Tutto questo vale fino a che la Fed decide di tenere in piedi il gioco continuando a immettere liquidità nei mercati spiegando che l’inflazione è “transitoria”. L’inflazione non è solo il prodotto della liquidità delle banche centrali; c’è anche la transizione ecologica dell’Europa che costringe a rimpiazzare fonti energetiche a basso costo con altre costose e inaffidabili a tempo record e poi ci sono i problemi nelle catene di fornitura globali. Certamente, però, le politiche delle banche centrali non sono un dettaglio secondario in questo scenario. 

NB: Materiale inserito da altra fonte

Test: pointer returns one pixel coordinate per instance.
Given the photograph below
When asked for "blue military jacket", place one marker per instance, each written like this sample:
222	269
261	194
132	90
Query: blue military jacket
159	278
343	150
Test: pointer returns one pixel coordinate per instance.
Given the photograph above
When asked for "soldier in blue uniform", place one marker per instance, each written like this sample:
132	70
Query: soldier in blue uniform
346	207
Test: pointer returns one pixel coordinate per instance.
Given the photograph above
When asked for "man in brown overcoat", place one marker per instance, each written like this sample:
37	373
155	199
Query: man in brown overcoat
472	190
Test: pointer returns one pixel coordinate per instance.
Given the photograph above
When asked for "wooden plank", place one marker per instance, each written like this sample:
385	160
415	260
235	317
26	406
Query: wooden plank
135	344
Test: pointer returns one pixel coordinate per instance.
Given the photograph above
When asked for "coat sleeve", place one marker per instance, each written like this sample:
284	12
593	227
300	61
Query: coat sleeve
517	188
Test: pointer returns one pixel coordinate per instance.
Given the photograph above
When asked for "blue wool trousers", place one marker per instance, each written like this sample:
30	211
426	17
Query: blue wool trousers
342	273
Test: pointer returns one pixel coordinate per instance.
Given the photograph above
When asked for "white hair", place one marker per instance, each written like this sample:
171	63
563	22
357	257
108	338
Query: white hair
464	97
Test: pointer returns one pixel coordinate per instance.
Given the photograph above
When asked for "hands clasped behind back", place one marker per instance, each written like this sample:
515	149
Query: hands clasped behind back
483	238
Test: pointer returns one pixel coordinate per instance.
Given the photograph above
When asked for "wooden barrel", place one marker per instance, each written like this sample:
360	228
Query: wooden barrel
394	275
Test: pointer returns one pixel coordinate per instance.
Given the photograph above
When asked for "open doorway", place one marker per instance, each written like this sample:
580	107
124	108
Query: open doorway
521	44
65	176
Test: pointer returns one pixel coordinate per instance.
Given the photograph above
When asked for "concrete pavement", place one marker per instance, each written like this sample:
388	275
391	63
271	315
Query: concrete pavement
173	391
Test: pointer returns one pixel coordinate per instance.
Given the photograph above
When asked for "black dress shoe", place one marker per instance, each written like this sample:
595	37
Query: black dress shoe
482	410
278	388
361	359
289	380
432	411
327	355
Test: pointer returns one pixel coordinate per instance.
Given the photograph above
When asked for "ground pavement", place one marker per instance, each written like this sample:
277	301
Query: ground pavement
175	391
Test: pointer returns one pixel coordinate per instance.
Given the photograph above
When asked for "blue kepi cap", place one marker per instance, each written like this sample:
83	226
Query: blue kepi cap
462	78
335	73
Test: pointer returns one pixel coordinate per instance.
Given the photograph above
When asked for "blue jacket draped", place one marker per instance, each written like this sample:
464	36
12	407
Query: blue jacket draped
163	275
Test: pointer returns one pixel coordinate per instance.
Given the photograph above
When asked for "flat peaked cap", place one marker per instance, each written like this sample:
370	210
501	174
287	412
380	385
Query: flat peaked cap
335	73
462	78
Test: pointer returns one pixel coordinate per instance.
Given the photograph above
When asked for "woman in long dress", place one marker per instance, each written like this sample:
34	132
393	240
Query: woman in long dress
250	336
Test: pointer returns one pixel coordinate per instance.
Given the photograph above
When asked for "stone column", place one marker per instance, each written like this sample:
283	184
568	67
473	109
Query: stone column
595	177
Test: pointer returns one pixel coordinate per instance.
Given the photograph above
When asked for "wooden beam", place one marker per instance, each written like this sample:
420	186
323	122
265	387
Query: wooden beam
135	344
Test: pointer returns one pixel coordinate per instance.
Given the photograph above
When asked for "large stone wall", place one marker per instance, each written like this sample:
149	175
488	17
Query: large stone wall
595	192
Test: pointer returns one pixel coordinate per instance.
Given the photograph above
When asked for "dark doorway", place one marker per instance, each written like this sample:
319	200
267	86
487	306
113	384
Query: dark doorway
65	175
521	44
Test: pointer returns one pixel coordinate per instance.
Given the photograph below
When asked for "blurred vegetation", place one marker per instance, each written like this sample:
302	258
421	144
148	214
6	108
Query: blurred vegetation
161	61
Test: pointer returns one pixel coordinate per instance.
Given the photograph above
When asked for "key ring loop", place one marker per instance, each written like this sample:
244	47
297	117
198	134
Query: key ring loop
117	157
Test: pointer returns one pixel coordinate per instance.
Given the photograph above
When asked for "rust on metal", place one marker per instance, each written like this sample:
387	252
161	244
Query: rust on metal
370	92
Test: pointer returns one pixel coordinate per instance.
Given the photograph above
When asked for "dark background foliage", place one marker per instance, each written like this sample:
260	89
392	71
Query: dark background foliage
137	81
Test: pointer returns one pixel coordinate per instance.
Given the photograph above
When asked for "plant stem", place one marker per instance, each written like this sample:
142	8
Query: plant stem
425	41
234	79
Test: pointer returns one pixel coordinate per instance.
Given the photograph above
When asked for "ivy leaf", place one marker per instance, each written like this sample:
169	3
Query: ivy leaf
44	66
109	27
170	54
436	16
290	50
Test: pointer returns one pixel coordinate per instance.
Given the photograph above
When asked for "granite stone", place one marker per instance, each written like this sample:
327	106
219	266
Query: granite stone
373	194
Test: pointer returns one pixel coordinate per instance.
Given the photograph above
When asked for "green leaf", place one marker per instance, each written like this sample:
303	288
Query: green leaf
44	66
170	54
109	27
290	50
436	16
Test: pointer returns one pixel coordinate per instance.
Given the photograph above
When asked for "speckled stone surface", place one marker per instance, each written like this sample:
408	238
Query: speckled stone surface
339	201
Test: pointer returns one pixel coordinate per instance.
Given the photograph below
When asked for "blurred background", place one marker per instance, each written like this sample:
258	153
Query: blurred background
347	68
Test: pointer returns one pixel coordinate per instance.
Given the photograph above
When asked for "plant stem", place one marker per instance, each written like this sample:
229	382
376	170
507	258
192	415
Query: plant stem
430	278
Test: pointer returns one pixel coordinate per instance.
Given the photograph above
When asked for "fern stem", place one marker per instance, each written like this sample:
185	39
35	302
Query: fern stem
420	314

I problemi geopolitici ed economici che stanno covando da mesi sono depotenziati da liquidità ampia e abbondante sui mercati, ma nessuno può far finta che non ci siano. Qualsiasi elemento che faccia intravedere politiche monetarie meno accomodanti diventa di importanza capitale perché farebbe rientrare improvvisamente dalla finestra tutti i problemi che sono rimasti ai margini. L’autunno del 2008, con il fallimento di Lehman, ha avuto una lunga gestazione; il fallimento di Northern Rock è arrivato un anno e mezzo prima. Citiamo Lehman perché qualsiasi rialzo dei tassi nel 2021, dopo quasi due anni di debiti in espansione, avrebbe effetti difficile da calcolare.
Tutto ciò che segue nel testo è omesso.